Art press, juin 2008, par Léa Bismuth
Écrire des vies d’artistes
[…] Comment écrire la vie d’un artiste, comment écrire non pas sur cette vie, mais à partir d’elle ? Est‑il possible de dépasser le modèle biographique devant retracer la vie et éclairer l’œuvre ? Ne serait-ce pas justement l’écriture de la vie elle-même, de sa propre vie, que l’on trouverait dans un tel dépassement de la biographie ?
[…] Le Roi des Zoulous est une sorte de journal de bord où le « Je » du récit retrace le cheminement de ses recherches sur l’œuvre et la vie de Basquiat. L’auteur part de son expérience de l’œuvre au lieu de partir de la vie de l’artiste, comme dans les biographies traditionnelles. Pas de date de naissance, pas de liste d’événements, pas de chronologie, mais un mouvement allant de l’exploration personnelle à la fusion avec un artiste. Le « Je » du récit décrit le parcours géographique qui l’amène toujours au plus près de l’intimité de l’œuvre : Beaubourg, le musée Cantini, à Marseille, le Brooklyn Museum, à New York… Ces étapes géographiques sont à la fois des paliers à la construction d’une écriture du journal et des moments de la découverte presque quotidienne des traces qu’a pu laisser Basquiat.
[…] Ce qui initie ce livre, c’est la rencontre, l’étincelle produite entre celui qui écrit l’œuvre et l’artiste. L’idée de rencontre est prise au sens large, comme la mise en présence de deux sensibilités qui communiquent.
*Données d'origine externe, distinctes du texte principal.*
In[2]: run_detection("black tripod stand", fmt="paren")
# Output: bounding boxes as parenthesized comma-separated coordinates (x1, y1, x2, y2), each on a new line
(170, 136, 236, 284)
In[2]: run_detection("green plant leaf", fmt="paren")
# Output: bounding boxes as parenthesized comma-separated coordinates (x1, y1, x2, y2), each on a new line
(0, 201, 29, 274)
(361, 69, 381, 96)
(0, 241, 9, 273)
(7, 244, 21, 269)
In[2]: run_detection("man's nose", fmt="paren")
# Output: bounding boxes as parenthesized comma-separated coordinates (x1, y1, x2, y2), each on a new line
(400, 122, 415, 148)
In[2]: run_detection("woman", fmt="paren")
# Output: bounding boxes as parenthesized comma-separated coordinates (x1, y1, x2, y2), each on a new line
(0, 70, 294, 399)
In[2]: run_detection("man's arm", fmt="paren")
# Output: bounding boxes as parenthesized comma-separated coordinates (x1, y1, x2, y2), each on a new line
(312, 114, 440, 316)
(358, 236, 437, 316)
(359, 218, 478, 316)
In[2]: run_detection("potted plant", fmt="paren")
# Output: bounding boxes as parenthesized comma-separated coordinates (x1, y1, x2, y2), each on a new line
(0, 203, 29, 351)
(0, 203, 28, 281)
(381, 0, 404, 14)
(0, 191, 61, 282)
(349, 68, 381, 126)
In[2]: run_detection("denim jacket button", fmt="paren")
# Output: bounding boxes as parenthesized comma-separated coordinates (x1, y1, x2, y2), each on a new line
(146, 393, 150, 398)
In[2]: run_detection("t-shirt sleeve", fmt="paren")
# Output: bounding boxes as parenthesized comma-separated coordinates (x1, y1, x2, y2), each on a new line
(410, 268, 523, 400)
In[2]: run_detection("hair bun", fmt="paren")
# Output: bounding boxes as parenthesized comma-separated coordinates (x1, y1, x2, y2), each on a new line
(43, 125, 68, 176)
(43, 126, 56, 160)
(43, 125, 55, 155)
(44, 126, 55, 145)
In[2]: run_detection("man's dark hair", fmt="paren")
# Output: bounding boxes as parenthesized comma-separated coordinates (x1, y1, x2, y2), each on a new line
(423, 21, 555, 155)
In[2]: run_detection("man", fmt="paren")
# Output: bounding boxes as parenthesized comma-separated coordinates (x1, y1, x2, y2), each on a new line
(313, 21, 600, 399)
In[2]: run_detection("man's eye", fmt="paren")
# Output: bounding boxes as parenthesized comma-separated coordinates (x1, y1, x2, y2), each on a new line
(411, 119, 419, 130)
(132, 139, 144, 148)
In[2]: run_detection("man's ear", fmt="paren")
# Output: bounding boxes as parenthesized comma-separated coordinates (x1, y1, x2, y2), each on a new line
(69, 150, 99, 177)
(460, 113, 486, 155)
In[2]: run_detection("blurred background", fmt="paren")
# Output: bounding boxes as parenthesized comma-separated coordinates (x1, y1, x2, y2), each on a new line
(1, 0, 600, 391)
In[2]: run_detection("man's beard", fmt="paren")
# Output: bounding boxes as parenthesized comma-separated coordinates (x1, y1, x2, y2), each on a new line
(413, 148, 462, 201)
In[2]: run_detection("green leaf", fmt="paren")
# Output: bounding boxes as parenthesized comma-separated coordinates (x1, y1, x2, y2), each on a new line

[…] « C’est par les trous du Temps que les êtres communiquent », écrit Salgon, qui se sent si proche d’un Basquiat qu’il n’a jamais connu. Dans cette perspective de fusion des sensibilités par-delà la matérialité de la rencontre, l’usage du nom propre est particulièrement intéressant. En effet, dans Le Roi des Zoulous, Salgon parle de « Jean-Michel ». En l’appelant ainsi, il en fait son ami, son frère, et lui donne l’épaisseur d’un personnage. L’usage du prénom est une mise à proximité, une intrusion sur le mode de l’intimité. Salgon a le sentiment que Jean-Michel s’adresse à lui et à lui seul. Lorsqu’il voit un tableau, quelque chose se passe, à l’exemple de ce qu’il ressent face à King of Zulus (1985), qui donne son titre au livre et qu’il voit au musée Cantini : « Ce roi des Zoulous […] semblait vouloir prononcer à mon intention quelque parole mémorable. » Qui ne s’est jamais senti, dans un musée ou dans une petite chapelle, être l’unique destinataire orgueilleux d’une toile ? À de nombreuses reprises, Salgon prend pour embrayeur littéraire ses souvenirs personnels ou bien un événement qu’il est en train de vivre, et cela dans le seul but d’amener une anecdote sur la vie de Basquiat, comme s’il avait l’intime conviction que leurs deux vies étaient mêlées secrètement. La vie du narrateur est comme modifiée par la présence fantomatique de Basquiat qui flotte partout dans les musées : il semble vivre des moments épiphaniques éclairés par ce voyage à travers la vie de Jean-Michel, voyage qui, à bien des égards, est initiatique et mystique : « Je voyais au fil des jours s’incurver vers l’univers de Basquiat ma propre trajectoire, beaucoup de choses qui m’étaient familières prenaient soudain une coloration nouvelle. » Salgon a raison de parler de « trajectoire » : on entre dans la vie d’un artiste pour la traverser et, par ce mouvement vectoriel, s’en trouver métamorphosé.
[…] Écrire l’autobiographie d’un autre, c’est être avec son objet aussi lucide qu’avec soi-même, jusque dans la mort. C’est donc témoigner de ce que l’autobiographie ne peut que taire : c’est faire entendre le dernier râle.